- Known for: interior design
- Website: https://www.ellendavisinteriordesign.com/

= Belle Yemofio =

Ghanaian interior designer

Belle Yemofio is a Ghanaian interior designer who serves as the founder and creative director of EllenDavis Interior Design. She is known for her contributions within Ghana’s design industry and a winner of Italy International Design Award.

== Early life and education ==
She began her early career in the United States. She was raised in a family with a background in creative work: her father is an architect, her mother engaged in knitting and crochet, two of her siblings are architects, and another is a confectioner.

== Career ==
She initially worked in banking. During this period, she undertook interior decoration projects for family, friends, and her own residence and developed an interest in sourcing decorative and antique items. After more than thirteen years in banking, she transitioned to interior design and has worked in the field for over eight years.

In June 2022, she received two awards: a Luxury Lifestyle Award for luxury residential interior design in Ghana, and a She Achiever recognition in interior design at the African Women Awards organized in Egypt. In November 2021, she was named Most Respected CEO in Interior and Exterior Design at the Ghana Industry CEO Awards. In May 2021, she received recognition in interior design at the Feminine Ghana Achievement Awards.

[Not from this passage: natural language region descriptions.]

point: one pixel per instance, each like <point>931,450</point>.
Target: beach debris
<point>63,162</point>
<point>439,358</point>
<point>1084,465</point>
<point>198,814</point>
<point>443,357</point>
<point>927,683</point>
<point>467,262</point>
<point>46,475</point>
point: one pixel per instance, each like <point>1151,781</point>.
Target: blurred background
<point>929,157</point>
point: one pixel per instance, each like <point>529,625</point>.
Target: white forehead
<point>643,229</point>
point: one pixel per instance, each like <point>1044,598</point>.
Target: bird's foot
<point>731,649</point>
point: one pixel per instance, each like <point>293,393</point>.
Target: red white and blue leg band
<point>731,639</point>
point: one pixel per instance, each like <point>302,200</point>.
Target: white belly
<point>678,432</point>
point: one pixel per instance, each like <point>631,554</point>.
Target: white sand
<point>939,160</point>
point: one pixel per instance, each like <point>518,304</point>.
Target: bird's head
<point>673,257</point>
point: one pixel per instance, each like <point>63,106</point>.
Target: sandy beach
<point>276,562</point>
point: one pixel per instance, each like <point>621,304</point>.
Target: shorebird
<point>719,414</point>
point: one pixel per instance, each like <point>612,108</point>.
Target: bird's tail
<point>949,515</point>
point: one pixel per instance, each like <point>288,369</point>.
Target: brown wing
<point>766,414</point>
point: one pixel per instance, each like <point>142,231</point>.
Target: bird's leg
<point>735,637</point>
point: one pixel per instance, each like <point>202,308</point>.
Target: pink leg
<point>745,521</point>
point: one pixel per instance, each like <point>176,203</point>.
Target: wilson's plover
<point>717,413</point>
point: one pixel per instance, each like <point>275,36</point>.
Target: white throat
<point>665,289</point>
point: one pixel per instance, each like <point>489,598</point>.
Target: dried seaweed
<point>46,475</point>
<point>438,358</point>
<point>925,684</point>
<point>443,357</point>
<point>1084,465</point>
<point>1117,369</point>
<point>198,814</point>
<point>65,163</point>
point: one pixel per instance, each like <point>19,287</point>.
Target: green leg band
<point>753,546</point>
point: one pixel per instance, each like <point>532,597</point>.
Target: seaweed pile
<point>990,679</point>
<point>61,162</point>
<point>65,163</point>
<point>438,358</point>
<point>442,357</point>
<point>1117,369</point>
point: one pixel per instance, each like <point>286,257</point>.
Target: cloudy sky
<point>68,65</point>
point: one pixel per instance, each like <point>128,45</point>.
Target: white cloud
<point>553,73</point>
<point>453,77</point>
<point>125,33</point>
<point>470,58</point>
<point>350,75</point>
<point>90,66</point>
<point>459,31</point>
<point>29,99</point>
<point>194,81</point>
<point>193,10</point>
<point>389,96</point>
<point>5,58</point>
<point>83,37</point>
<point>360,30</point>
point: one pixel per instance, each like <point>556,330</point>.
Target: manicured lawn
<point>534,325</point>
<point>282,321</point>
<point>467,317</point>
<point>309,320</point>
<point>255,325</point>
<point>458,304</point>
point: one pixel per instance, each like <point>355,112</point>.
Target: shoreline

Her work has been referenced in publications including, The Business Executive (issue no. 105, 2021), Glitz Africa Living, Dream Magazine Africa, Humble Beginning Stories (Canadian blog), and Ghana 365 (UK blog).

In 2024, Forbes Africa included her in its “Big Ideas and Small Giants: Purpose-Driven and Proudly African” feature. She is an author of the book The Art and Science of Interior Design. In 2026, she received a nomination for African Interior Designer of the Year at the Africa Golden Awards.